Byzantine-Resilient Federated Learning at Edge
This work addresses a critical issue for edge computing systems where irregular data and malicious devices can degrade learning performance, though it appears incremental by building on existing methods for Byzantine resilience and compression.
The paper tackles the problem of federated learning at the edge with heavy-tailed data, proposing algorithms that achieve Byzantine resilience, communication efficiency, and optimal statistical error rates, with experiments verifying their efficacy on synthetic and real-world datasets.

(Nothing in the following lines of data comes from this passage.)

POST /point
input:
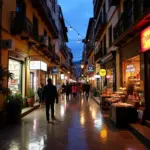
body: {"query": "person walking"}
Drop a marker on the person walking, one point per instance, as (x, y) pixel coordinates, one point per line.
(74, 90)
(40, 94)
(50, 96)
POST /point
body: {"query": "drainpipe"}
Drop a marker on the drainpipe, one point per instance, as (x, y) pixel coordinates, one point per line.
(1, 3)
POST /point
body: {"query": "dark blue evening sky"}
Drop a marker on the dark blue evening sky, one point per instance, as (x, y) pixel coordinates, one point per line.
(77, 13)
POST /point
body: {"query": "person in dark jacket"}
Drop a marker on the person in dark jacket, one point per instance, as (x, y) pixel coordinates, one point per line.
(67, 90)
(50, 96)
(40, 94)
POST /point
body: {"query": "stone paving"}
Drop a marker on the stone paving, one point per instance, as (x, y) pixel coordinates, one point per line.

Both Byzantine resilience and communication efficiency have attracted tremendous attention recently for their significance in edge federated learning. However, most existing algorithms may fail when dealing with real-world irregular data that behaves in a heavy-tailed manner. To address this issue, we study the stochastic convex and non-convex optimization problem for federated learning at edge and show how to handle heavy-tailed data while retaining the Byzantine resilience, communication efficiency and the optimal statistical error rates simultaneously. Specifically, we first present a Byzantine-resilient distributed gradient descent algorithm that can handle the heavy-tailed data and meanwhile converge under the standard assumptions. To reduce the communication overhead, we further propose another algorithm that incorporates gradient compression techniques to save communication costs during the learning process. Theoretical analysis shows that our algorithms achieve order-optimal statistical error rate in presence of Byzantine devices. Finally, we conduct extensive experiments on both synthetic and real-world datasets to verify the efficacy of our algorithms.